Is over 30 an issue? I would think this is time to hit your stride. Often this is getting towards a decade of experience that can see skills peaking and bring a bunch of experience and know-how to a team.

Maybe surviving after 40. More realistically surviving after 50 is a legitimate question in my mind.


OK, that's good thought, hehe. I am forcing myself to improve a lot, not for this current job, but to catch up with the community. I am not sure I can continue doing it after 30, cause too many things to learn and gonna burn out myself.


If you are in the valley you are in an echo chamber. In the rest of the US the developer workforce is aging. I am 40 and as such we where the first wave of developers building the internet. We have aged with the career and you still see us around what you don't see is many before us and the reason is, there where not many before us and less that transitioned from old PC based development to what we do now.

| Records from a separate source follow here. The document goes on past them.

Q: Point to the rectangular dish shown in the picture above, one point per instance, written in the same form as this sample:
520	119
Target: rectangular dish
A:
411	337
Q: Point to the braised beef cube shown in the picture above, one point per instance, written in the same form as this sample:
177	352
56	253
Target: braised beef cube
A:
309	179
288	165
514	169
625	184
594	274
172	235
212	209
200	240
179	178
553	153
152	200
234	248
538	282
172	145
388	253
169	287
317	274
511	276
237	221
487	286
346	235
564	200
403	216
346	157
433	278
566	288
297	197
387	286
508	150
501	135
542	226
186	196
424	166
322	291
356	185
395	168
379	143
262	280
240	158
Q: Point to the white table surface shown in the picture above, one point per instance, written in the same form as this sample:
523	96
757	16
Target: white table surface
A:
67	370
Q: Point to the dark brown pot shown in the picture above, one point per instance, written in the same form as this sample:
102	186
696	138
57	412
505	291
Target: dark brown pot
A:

The issue is far more complex than age discrimination, people look at the lack of examples before age 40 and the few of us in our late 30's and 40's and jump to age discrimination but the reality is there where just fewer of us back then, then the .com bust and the downturn ran a lot out to other industries and there is natural attrition.


Imagine you are part of the next wave and keep your willingness to try new things. I have met many folks over 40 that are far more savvy than their younger contemporaries in terms of exposure to what is new and being paid well.

Edit: terrible word usage in last sentence


An interesting exception to your point, which are very valid. I've seen some guys do very well in their later years when they understand older systems/languages that youngsters don't learn. With companies tied into some legacy systems these guys know their rarity and make the company pay appropriately for this. That said they live on the chopping block waiting for the inevitable upgrade.


you're right. But the problem with 30's developer is lack of opportunity to learn. Ok, for the current job, you know very well about system, architect. But you know, we're focusing to much about the current technique, the current system, and we limit ourself in learning new thing, and our learning curse is much slower than younger developers also.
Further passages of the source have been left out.